As a bi-racial person, I find this social conversation fascinating and unsettling and bitter-sweetly long overdue. When I was a teenager (after a peculiar childhood during which I encountered several extraordinary instances of entrenched racism), I believed I was put on this earth to be a communicator and a conciliator, to represent the positive aspects of Ultimate Integration and hopefully to articulate the merger of races, to show that in blending there is unity. But except for writing a college sociology paper on “The History of the American Mulatto” (imagine my chagrin when I discovered that mulatto, the only word that describes exactly what I am, is considered a derogatory term), I never did write about race in any meaningful/extensive way – and still haven’t.
Early on, I realized I was very racially confused and didn’t know what I wanted to say about race, except that I could have done without the whole dilemma – but I didn’t care to admit that politically embarrassing fact. The difference between bi-racial and black always comes down to appearance, regardless of one’s experience. Barack Obama heartily acknowledges his mixed heritage, but he identifies as African American because that’s how he looks. Identifying as bi-racial is, one might say, an elite privilege only enjoyed by bi-racial people who look white – as I do. It was in my teens that I started describing myself as Beige or Gray or Mulatto (linguistic convention be damned); we didn’t yet have the terms bi-racial or mixed race. Indeed, there was little language or daily example for me to connect with when I was young. In the late 1950s and early 1960s, racial intermarriage was still illegal in many states and, in any case, was an extremely rare occurrence.

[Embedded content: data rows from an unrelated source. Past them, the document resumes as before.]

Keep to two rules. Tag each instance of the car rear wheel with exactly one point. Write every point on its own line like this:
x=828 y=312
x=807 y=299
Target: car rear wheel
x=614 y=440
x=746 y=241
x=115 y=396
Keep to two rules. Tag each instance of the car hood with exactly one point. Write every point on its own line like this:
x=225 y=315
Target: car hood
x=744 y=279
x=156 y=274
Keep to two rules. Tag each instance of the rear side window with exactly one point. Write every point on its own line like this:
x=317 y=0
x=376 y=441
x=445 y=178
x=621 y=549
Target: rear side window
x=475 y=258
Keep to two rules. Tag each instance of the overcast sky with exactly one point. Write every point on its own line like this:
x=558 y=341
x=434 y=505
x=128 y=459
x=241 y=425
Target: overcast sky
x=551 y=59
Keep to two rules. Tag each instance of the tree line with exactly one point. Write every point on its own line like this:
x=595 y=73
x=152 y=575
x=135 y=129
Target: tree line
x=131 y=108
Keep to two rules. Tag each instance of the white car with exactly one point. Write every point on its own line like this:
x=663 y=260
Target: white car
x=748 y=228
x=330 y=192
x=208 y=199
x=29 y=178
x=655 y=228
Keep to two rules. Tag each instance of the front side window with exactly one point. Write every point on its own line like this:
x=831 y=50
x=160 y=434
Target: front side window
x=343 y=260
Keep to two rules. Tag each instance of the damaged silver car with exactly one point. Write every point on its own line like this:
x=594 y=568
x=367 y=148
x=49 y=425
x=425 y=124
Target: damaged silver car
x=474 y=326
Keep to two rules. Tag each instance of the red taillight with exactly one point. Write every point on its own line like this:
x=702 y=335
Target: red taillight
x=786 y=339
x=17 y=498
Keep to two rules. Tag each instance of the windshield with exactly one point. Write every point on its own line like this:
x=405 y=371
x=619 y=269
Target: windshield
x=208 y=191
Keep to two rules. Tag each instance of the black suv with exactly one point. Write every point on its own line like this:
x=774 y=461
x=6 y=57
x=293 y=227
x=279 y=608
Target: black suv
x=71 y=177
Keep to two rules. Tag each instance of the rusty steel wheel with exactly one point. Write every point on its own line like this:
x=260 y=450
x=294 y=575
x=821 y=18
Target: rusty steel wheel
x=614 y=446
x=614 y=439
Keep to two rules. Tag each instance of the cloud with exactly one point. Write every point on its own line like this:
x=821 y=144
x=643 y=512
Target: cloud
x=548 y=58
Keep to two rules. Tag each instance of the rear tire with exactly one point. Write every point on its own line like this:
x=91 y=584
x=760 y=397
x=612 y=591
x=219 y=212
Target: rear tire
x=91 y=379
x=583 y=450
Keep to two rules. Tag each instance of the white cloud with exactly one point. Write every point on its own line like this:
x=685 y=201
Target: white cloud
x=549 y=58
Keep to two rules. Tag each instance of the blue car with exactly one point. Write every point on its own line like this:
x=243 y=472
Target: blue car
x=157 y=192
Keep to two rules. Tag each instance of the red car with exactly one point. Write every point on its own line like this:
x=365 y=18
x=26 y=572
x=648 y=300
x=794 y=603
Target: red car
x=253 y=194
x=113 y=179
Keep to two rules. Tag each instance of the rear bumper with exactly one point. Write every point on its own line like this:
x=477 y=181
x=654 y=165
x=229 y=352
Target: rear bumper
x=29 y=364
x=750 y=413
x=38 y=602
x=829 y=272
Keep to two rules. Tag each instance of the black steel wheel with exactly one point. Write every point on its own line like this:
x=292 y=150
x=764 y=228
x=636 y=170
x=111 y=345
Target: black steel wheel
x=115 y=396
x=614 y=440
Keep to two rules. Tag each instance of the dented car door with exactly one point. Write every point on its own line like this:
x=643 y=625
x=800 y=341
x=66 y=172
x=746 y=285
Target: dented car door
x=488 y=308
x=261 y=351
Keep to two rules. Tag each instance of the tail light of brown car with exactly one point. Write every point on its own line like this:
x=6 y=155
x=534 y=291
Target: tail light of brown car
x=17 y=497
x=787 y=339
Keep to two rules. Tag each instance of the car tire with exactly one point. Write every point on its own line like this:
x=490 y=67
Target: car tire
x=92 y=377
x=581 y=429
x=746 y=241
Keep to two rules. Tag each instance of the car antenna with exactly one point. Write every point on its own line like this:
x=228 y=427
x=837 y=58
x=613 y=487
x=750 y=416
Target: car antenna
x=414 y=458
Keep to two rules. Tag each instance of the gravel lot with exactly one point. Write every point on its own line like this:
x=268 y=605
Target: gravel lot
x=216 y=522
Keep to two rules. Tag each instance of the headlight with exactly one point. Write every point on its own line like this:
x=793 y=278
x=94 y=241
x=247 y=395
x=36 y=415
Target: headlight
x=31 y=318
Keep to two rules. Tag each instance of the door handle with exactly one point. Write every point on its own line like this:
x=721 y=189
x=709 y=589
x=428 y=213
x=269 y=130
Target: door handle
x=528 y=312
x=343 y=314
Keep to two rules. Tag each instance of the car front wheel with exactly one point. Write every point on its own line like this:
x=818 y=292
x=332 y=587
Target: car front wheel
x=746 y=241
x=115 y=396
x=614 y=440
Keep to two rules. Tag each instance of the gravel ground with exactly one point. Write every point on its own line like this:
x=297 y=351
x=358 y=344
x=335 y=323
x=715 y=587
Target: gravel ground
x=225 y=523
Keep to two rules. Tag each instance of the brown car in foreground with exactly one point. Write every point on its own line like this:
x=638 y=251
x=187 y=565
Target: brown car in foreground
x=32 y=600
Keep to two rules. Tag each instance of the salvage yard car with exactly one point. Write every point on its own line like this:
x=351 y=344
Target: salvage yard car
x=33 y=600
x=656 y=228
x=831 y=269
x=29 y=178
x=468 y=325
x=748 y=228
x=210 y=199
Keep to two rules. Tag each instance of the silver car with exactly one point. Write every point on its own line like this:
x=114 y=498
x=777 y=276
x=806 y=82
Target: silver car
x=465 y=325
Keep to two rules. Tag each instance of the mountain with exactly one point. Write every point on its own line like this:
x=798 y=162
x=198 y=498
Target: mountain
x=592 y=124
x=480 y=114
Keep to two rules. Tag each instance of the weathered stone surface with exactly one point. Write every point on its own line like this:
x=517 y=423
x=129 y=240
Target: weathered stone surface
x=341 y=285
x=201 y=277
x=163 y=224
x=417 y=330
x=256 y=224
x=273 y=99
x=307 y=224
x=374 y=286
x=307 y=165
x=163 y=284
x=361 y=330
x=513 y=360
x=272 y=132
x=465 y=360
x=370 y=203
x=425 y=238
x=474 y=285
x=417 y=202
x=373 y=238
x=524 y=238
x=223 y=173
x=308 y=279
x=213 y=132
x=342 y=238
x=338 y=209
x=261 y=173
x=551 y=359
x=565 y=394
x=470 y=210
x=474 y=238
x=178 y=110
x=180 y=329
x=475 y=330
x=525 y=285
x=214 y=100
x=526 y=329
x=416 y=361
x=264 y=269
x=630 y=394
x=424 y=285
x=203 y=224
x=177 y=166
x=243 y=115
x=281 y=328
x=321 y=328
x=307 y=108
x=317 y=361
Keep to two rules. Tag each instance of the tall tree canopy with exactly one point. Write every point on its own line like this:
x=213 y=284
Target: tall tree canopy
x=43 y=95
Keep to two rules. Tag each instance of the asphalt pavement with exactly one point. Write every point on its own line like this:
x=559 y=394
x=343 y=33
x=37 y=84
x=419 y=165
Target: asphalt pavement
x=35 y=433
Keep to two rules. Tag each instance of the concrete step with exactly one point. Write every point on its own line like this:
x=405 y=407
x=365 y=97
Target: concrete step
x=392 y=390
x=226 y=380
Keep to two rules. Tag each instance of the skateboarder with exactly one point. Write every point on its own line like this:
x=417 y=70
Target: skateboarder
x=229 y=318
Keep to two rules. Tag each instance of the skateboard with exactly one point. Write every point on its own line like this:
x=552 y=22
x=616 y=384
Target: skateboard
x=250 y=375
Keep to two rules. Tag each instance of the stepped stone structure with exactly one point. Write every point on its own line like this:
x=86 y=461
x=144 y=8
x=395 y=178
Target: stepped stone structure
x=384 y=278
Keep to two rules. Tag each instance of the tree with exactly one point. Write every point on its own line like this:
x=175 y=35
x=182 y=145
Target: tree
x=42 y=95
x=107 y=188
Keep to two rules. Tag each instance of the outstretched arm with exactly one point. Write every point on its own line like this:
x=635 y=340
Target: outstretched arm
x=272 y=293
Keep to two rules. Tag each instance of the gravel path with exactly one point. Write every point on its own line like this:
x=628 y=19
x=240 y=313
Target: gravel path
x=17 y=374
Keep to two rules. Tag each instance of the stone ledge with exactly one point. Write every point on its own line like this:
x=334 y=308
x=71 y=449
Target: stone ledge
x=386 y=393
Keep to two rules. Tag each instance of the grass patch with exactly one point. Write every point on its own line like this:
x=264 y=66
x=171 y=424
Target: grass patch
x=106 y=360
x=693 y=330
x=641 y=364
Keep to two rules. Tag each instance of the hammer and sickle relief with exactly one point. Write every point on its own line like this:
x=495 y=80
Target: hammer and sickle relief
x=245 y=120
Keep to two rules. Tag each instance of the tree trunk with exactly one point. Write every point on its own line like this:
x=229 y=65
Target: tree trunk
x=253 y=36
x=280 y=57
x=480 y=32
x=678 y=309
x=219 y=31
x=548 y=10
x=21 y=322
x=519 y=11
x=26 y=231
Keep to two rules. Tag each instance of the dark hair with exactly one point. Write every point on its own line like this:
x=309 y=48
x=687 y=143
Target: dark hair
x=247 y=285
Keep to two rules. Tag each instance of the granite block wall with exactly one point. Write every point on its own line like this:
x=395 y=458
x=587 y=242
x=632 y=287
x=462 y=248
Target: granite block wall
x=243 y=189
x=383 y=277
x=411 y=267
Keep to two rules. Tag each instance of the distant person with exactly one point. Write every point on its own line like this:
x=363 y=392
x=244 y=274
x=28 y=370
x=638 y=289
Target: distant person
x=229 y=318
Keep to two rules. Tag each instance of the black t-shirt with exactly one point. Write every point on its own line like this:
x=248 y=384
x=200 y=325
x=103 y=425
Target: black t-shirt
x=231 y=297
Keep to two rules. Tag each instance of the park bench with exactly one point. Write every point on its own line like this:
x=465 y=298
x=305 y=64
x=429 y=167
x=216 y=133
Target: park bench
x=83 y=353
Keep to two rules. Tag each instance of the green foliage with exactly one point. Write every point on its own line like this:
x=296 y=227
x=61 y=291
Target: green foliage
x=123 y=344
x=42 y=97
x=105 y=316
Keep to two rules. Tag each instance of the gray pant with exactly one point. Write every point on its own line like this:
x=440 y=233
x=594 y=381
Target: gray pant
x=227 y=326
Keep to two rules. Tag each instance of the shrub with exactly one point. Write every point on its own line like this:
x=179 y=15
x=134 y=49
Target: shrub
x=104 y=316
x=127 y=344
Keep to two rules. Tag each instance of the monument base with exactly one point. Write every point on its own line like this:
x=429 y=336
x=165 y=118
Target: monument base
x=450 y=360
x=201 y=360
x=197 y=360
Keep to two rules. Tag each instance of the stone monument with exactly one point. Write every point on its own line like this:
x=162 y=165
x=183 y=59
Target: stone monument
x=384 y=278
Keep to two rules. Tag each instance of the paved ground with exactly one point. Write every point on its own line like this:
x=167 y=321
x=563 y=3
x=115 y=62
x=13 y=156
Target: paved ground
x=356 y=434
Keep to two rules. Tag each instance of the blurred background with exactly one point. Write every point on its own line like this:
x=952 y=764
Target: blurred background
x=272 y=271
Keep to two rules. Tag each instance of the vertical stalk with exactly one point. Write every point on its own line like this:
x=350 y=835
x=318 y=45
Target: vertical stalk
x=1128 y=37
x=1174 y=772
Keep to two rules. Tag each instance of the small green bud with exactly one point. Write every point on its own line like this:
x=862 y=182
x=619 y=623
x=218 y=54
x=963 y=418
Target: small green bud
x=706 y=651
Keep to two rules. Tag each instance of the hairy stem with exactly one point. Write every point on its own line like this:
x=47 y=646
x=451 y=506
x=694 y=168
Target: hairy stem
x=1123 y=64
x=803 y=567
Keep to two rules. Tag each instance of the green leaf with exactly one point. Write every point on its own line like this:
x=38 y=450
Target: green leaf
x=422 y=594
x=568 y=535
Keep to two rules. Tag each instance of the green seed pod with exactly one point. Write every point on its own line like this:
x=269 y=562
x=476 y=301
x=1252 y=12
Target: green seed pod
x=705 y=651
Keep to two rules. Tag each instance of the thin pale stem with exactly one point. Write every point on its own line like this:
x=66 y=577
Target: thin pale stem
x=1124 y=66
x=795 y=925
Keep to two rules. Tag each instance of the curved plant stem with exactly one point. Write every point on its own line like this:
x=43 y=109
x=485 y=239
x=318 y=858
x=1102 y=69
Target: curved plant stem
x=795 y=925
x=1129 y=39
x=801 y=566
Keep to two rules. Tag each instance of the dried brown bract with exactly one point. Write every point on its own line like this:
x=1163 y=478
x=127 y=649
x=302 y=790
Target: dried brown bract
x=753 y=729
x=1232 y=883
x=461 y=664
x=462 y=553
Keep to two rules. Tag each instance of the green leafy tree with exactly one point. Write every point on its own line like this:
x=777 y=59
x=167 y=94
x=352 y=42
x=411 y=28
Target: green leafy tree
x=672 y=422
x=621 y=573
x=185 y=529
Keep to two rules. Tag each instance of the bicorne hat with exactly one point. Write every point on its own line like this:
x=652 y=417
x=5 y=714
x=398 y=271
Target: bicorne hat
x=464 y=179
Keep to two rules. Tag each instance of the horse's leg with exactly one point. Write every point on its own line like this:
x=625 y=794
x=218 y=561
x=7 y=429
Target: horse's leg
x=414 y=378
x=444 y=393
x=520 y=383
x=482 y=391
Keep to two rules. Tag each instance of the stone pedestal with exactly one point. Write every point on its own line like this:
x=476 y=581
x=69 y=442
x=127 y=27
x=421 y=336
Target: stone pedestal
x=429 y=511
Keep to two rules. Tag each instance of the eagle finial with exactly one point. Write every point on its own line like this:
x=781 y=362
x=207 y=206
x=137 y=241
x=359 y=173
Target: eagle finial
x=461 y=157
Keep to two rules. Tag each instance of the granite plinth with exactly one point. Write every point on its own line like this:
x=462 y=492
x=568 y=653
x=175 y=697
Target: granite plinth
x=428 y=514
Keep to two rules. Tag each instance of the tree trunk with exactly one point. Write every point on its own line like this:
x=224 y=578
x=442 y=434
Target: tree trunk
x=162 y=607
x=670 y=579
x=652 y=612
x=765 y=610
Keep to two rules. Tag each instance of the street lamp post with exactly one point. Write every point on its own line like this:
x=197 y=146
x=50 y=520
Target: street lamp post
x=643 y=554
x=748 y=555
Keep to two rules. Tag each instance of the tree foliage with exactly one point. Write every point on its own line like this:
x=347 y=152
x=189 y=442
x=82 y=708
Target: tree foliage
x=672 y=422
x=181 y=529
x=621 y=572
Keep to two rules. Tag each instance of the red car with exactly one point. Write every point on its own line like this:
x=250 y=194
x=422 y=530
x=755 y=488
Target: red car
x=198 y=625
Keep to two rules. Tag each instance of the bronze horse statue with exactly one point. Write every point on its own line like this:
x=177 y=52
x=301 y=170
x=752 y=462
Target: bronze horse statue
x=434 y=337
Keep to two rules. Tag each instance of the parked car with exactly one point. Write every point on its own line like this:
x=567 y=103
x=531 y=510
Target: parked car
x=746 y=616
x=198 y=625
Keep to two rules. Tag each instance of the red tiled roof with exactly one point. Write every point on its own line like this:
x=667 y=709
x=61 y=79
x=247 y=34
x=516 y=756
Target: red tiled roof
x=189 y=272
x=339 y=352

To this day, it frankly surprises me whenever black people genuinely like white people. It’s also hard for me to believe that white people ever really accept blacks as just Other Regular Folks. Whenever white people use the term African American (a term I dislike, but that’s another post…), I think they must feel pressured into doing so; it rings forced and false. It’s been my experience that most people generally prefer to “stick to their own kind” – in social circles and on the job. Now, with Barack Obama, it remains to be seen what’s been racially transcended or not. He’s probably not black enough for some black people – and probably a little too black for many whites. But perhaps the future I once imagined, one in which races blur and important human qualities hold sway, is finally upon us. Wow, do you think we’re really about to become color-blind?